Despite her pleas and additional evidence suggesting that pills were pouring into the hands of criminals, company officials did not go to authorities until years later when the drug ring was out of business and its leaders under indictment. By then, 1.1 million pills had spilled into the illicit pipeline.”
These disturbing revelations come on top of a prior investigation that found Purdue maintained a secret Purdue database of 1,800 suspect doctors, but only about 10 percent of them were reported to law enforcement.

As a result of this willful ignorance, OxyContin – a powerful formulation of oxycodone which was labeled a dangerous drug before being patented – flooded the streets across America and gave rise to the opioid epidemic.
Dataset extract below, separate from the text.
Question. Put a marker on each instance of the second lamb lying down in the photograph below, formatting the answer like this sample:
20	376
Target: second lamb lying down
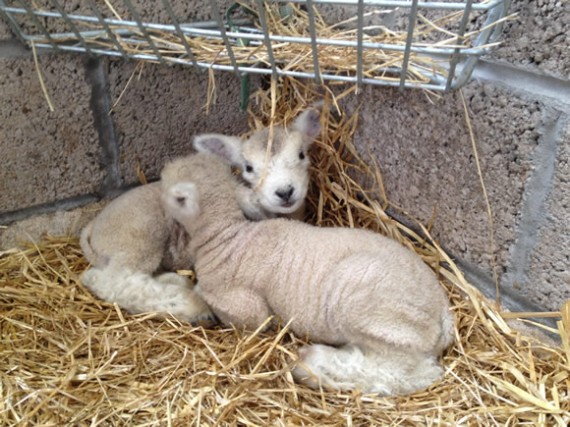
377	311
By the year 2000, Purdue was producing 160mg tablets which became wildly popular as users could crush, sniff or inject the pill for a powerful, long-lasting high. In 2010, Purdue reformulated OxyContin to make it harder to abuse, but this simply drove addicts to heroin.

Purdue claimed the potential for addiction was very small or “less than 1 percent.” In 2007, “Purdue and its top executives pleaded guilty to charges that it misled doctors and patients about the addictive properties of OxyContin and misbranded the product as “abuse resistant.””

Now, the city of Everett is seeking to hold Purdue accountable for allowing its most profitable drug to flood the streets, by failing to report known criminal trafficking of the drug, which has resulted in countless wrecked lives and millions of dollars in costs to the city.

Heroin is now an enormous problem, thanks to OxyContin. Fatal overdoses are common and government budgets are overwhelmed. Jails are full of addicts in need of detox, city blocks have become open-air drug markets, and homelessness has exploded. At one point, OxyContin was a factor in more than half the crimes in Snohomish County.

“Purdue’s improper actions of placing profits over the welfare of the citizens of Everett have caused and will continue to cause substantial damages to Everett,” lawyers wrote in the complaint. “Purdue is liable for its intentional, reckless, and/or negligent misconduct and should not be allowed to evade responsibility for its callous and unconscionable practices.”